Osei Kofi Acquah the National Youth Organizer for the CPP writes…….
Some people are accusing Mr Yaw Osafo Marfo for telling Ghanaians to park their vehicles,if they are looking forward to a reduction in fuel prices.
In as much as I agree with alot of Ghanaians that, the statement by the senior member of the NPP is unfortunate and unacceptable, I also want to look at his statement from this angle.
This is an expression of frustration by a senior party member and a member of government, who cannot understand why an incompetent trade minister, cannot find any other means to either negotiate raw crude to be bought at cheaper rates so that the ministry of energy can give order for it to be refined at the CPP and Kwame Nkrumah’s visionary Tema oil refinery, so that government through NPA can regulate the prices of fuel by hedging the price of fuel thereby stabilizing the fuel prices for a while.
Or Yaw Osafo Marfo is frustrated that the Incompetent trade minister who is still at post cannot find ways to negotiate an oil trade with oil producing countries directly without going through the international market, meaning a trade pact or policy that will mean buying the oil directly from the oil producing country in the currency of the oil producing country without relying on the dollar, the pound or the Euro which highly depreciates the value our Cedi. as compared to other currencies.
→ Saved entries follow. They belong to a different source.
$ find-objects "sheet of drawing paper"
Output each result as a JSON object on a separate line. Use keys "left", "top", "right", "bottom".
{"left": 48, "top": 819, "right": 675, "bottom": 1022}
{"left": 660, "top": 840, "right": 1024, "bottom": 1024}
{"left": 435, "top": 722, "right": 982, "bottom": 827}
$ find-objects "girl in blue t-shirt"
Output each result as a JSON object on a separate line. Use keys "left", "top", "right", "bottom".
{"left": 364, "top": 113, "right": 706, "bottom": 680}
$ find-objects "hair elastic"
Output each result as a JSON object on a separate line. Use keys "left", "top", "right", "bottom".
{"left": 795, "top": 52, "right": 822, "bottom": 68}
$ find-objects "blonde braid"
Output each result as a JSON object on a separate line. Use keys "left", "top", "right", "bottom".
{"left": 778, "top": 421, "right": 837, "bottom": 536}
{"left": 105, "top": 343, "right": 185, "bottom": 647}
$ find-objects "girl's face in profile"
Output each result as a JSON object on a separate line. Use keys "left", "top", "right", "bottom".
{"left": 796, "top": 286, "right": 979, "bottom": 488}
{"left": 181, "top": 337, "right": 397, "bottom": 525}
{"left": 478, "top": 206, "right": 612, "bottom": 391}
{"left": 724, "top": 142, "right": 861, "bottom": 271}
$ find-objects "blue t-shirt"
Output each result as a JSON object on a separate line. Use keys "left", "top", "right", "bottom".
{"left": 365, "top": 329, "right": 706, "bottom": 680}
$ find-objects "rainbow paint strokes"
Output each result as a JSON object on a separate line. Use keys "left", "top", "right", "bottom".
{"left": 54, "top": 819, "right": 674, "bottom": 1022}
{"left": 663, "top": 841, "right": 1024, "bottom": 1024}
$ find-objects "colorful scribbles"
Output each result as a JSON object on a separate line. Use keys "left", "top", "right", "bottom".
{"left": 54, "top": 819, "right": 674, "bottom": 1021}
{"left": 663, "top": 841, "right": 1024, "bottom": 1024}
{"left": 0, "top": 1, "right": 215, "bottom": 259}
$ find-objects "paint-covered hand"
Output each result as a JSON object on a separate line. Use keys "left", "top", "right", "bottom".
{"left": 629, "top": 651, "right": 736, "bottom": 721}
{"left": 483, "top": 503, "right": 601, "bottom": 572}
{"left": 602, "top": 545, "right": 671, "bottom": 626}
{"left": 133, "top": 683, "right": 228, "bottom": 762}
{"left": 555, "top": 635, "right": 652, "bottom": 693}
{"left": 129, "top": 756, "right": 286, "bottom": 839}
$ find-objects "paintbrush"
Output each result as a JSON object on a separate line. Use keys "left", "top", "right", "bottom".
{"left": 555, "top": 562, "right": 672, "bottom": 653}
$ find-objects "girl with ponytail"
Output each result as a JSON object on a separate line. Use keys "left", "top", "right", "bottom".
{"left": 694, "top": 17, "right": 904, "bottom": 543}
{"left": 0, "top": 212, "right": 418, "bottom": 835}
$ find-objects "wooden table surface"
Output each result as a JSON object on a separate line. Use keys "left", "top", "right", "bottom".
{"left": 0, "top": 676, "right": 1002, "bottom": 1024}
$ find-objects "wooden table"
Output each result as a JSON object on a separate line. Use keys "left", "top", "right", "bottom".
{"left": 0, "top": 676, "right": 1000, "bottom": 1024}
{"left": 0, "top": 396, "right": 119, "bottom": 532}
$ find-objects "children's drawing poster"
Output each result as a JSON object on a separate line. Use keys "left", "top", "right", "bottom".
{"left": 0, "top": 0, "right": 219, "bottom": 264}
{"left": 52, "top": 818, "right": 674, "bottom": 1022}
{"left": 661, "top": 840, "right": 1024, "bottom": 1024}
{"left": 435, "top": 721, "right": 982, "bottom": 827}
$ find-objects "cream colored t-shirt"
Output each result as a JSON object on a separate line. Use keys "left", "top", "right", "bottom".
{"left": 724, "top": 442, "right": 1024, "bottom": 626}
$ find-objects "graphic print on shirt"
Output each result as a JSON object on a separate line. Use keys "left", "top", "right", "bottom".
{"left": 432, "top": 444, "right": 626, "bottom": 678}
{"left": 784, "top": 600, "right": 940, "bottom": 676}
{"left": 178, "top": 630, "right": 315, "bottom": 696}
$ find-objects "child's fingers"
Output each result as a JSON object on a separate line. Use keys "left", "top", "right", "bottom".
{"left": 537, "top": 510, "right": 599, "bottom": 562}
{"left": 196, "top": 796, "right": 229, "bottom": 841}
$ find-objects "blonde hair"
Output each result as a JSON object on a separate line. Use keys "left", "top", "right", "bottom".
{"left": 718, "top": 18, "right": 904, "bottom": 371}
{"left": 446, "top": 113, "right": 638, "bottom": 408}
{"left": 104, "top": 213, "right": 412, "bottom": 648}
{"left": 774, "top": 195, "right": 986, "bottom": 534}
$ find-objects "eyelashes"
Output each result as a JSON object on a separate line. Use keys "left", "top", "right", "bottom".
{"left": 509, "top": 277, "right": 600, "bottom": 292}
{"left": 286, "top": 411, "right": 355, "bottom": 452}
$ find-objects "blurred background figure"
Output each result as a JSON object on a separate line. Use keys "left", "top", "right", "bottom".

Or why the Incompetent trade minister Allan Kwadwo Kyeremanteng as a trade minister, cannot follow the modern day batter trade example of Iran and Taiwan, who went into a batter trade agreement, where the Iranians with oil, supplies Taiwan with Oil in exchange of Rice from the Taiwanese.
So this will mean Allan Kyeremanteng deciding to justify why he is being paid as a trade minister by researching to find out which oil producing country will be willing to sign a trade agreement with Ghana to supply us with oil in exchange of one or two of our numerous God giving Natural resources in this difficult times.
This way Ghana and one of those oil producing countries can trade off goods and services with what each other have and wants from the other in a simple batter policy without cash.